The difficulty Plato seems to have noticed is that even if, supposing one has been given an insight that appears to be a matter of recollection, the two methods do not quite work in harmony. (ii) above illustrates this well. Suppose that one has a unified idea of a syllable, one that is self-identical so that it has no parts and has nothing in common with anything else: how, then, does one know through analysis that it bears a necessary relationship to experience. In the matter of letters and syllables, this point might seem overly contentious at first or perhaps like nothing more than a philosopher’s debate. But if we take the analogy seriously, there is something to be gained from it. One must perhaps remember that the analogy is meant to have a broader application, but consider what the analogy suggests: is there any ultimate reason why the syllable should sound a certain way based upon the way the letters sound? One may press the point further: given that the Greeks understood many letters to be ‘soundless’ (e.g. mutes, sibilants, nasals, and continuants) one could argue that from the Greek perspective, this type of argument has even greater relevance. To state the same point in a different way, can anything necessarily be deduced from the sound of the syllable to that of the letters? Knowing the sound of the letters, like that of the syllables seems to be something one must at some point just know; one must be taught the sounds one identifies with the letters and syllables.
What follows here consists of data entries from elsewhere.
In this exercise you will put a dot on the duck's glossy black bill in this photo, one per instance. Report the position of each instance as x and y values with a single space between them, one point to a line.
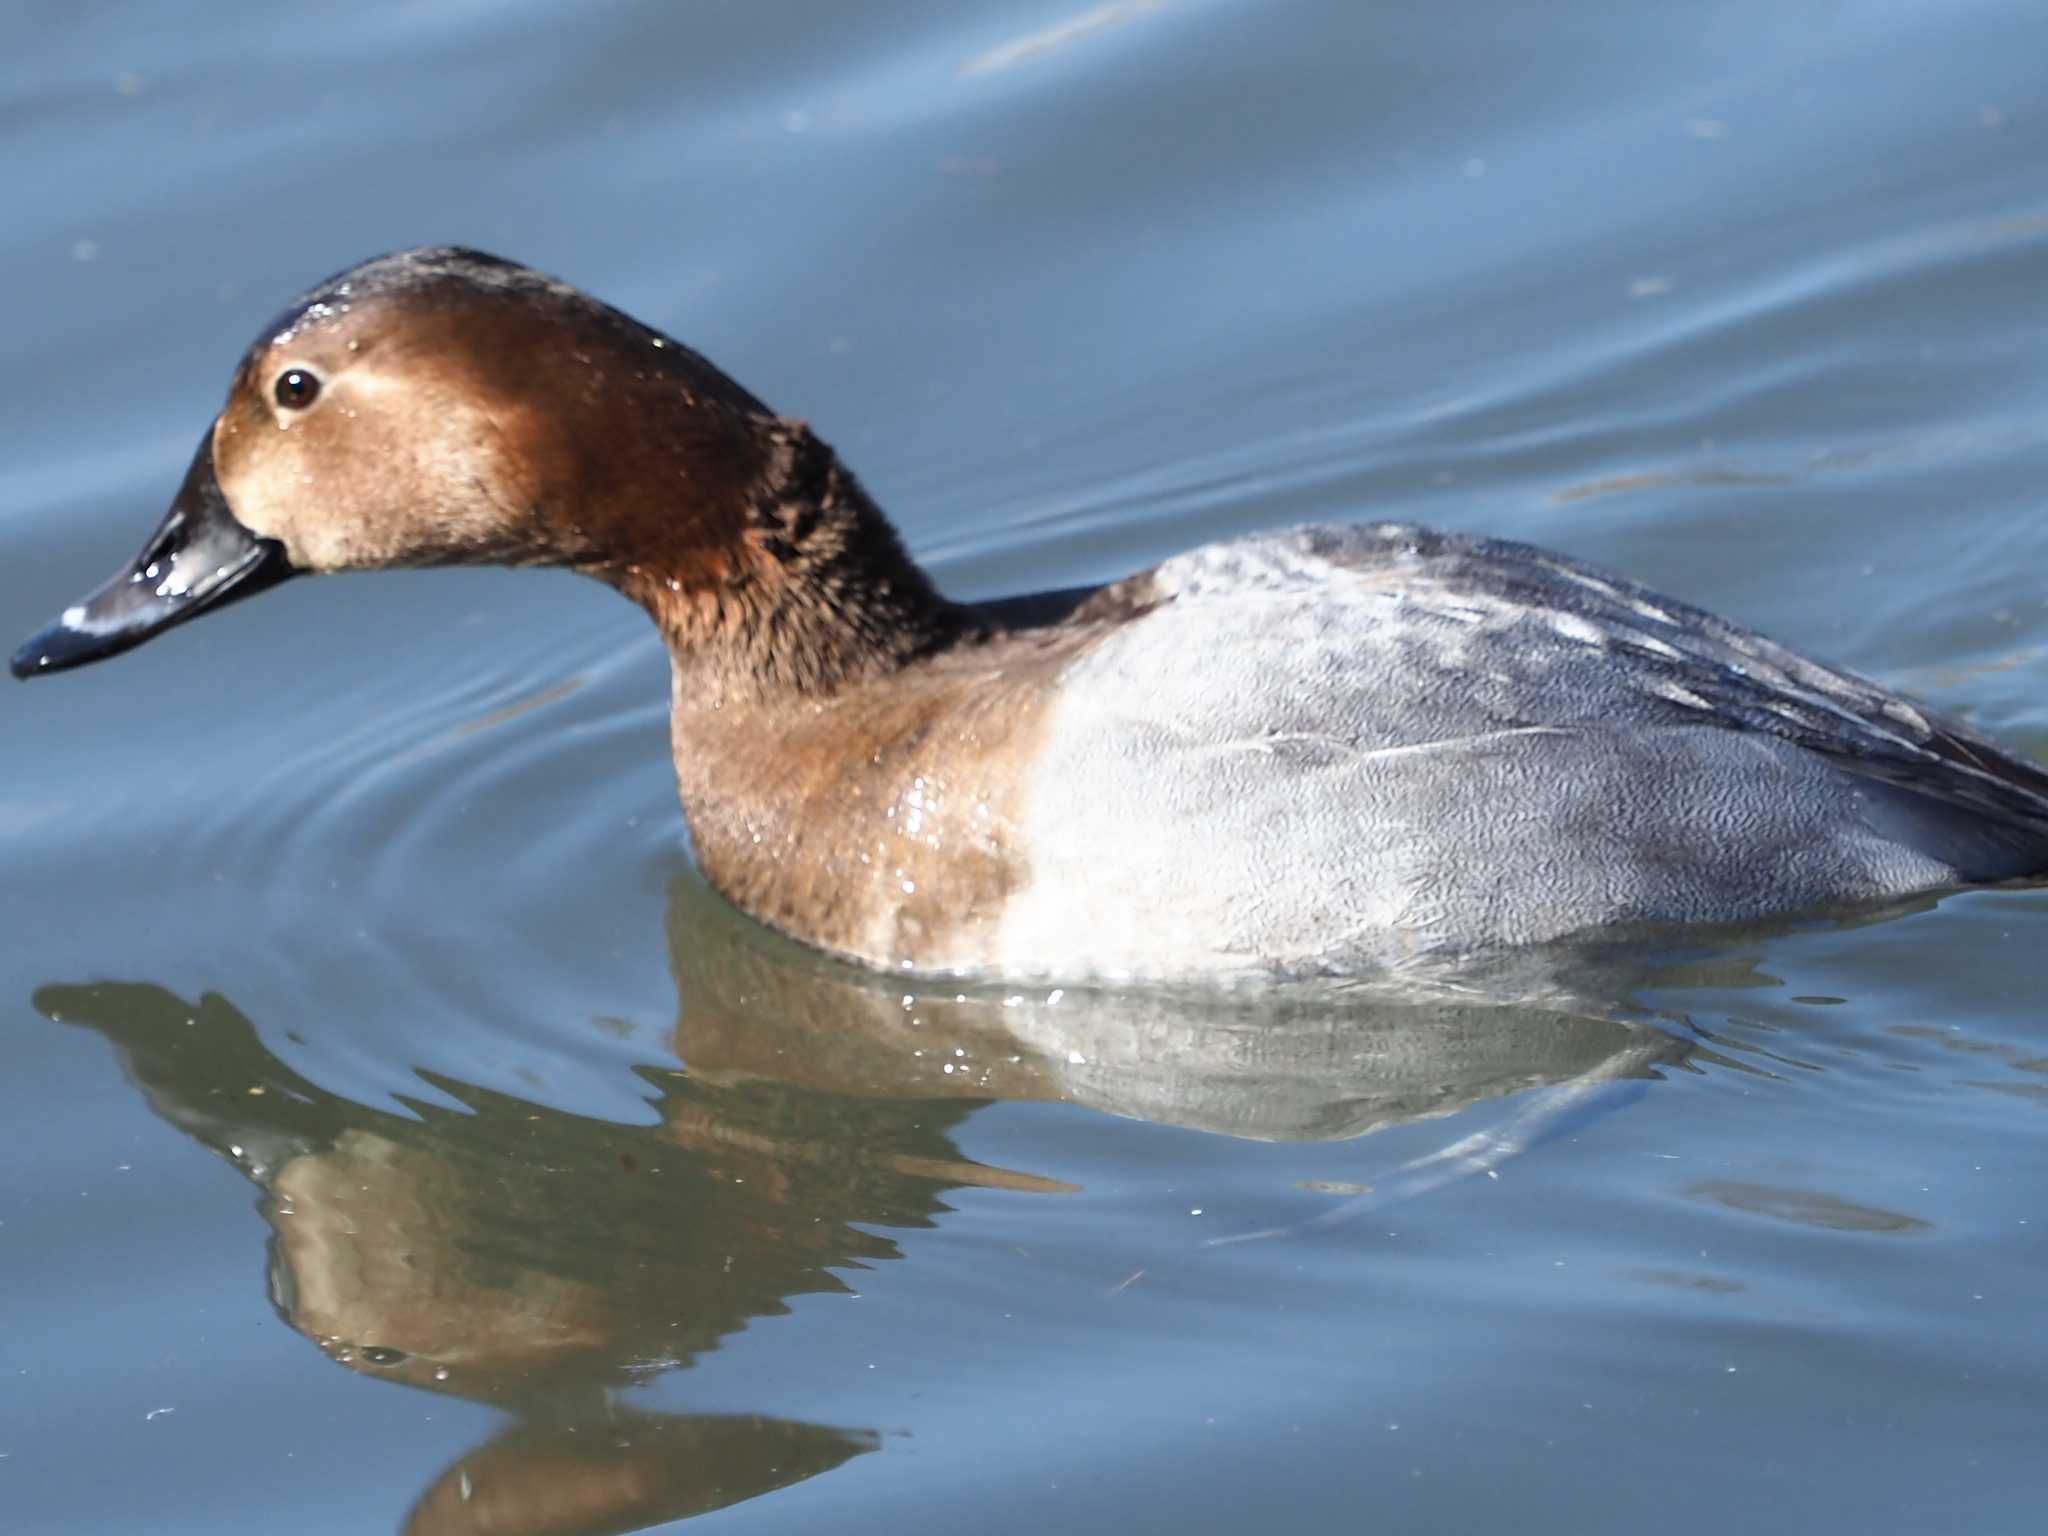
198 560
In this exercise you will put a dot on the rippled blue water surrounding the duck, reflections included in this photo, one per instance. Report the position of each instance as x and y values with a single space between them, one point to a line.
361 998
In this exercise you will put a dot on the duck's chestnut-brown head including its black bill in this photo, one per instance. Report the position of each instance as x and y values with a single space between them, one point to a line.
441 407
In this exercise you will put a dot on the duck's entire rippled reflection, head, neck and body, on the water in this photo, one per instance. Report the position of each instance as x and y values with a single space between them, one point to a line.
540 1261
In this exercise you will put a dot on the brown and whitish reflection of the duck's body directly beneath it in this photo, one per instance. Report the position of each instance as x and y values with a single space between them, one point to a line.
1310 1064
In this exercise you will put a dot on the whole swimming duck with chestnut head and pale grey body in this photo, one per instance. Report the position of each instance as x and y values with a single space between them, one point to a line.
1295 755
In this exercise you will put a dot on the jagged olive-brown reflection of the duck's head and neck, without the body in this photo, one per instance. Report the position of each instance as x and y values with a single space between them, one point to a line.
540 1261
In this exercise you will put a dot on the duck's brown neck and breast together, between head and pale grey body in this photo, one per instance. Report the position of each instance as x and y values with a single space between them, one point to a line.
814 691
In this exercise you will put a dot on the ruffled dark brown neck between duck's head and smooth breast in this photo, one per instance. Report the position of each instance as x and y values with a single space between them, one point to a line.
812 595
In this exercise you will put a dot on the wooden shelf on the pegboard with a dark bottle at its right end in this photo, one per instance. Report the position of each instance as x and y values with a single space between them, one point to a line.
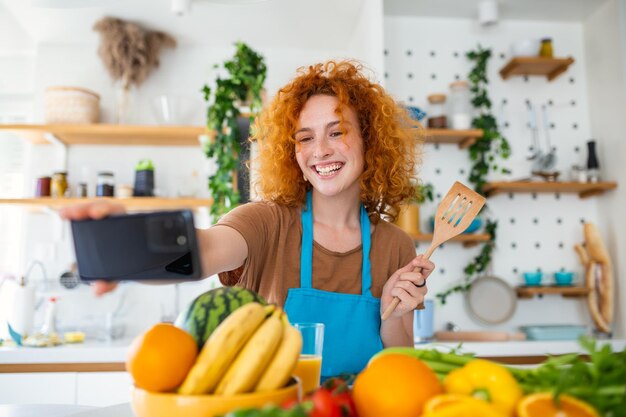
583 189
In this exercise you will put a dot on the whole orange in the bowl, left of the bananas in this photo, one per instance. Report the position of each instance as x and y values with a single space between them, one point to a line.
159 359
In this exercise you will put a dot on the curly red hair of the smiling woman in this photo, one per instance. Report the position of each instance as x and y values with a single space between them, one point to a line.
391 139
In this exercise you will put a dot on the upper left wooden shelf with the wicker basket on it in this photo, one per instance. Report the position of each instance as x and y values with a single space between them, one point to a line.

This point brings us back, of course, to the theory of recollection. The theory of recollection solves the above problem by positing a pre-existing knowledge that lies within us. But as the analogy suggests, no experience can lead us infallibly to such knowledge and such knowledge has, as the analogy again suggests, an air of irresolution about it. Thus, what the Theatetus reveals are the interstices, the gaps in the horizontal and vertical crossings that ultimately prevent the structure from being ultimately strong or sound. But, moreover, the lines and planes analogy may be carried into the world of engineering to yield the perspective that while a microstructure may not be free of interstitial defects, it may yet be a strong and useful one for most purposes. Moreover, if this was Plato’s conclusion regarding his earlier theory of knowledge, he can be taken to have anticipated to some extent later epistemological insights that had to await the passing of the middle ages and the waning of the hope of subsequent centuries for truly objective knowledge. Finally, this perspective reveals just where that hope might be kept alive: in the sort of synthetic exploration and discovery found in Plato’s counterexample to his own theory. Whether this method can yield ulitmately definitive oppositions, is, of course, an open question.
Bibliography:
Plato’s Theatetus translated with an essay by Robin Waterfield (Penguin: 1988).
Corford, F.M., Plato’s Theory of Knowledge, the Theatetus and the Sophist (Dover 2003). Originally published in 1957 by the Liberal Arts Press.
Plato Five Dialogues, trans. G.M.A. Grube (Hackett: 1981).
Plato’s Republic, trans. G.M.A. Grube (Hackett: 1974).
The Theaetetus of Plato with a revised text and English notes, trans. Lewis Campbell (Arno press: 1973). Contains Greek text and valuable notes.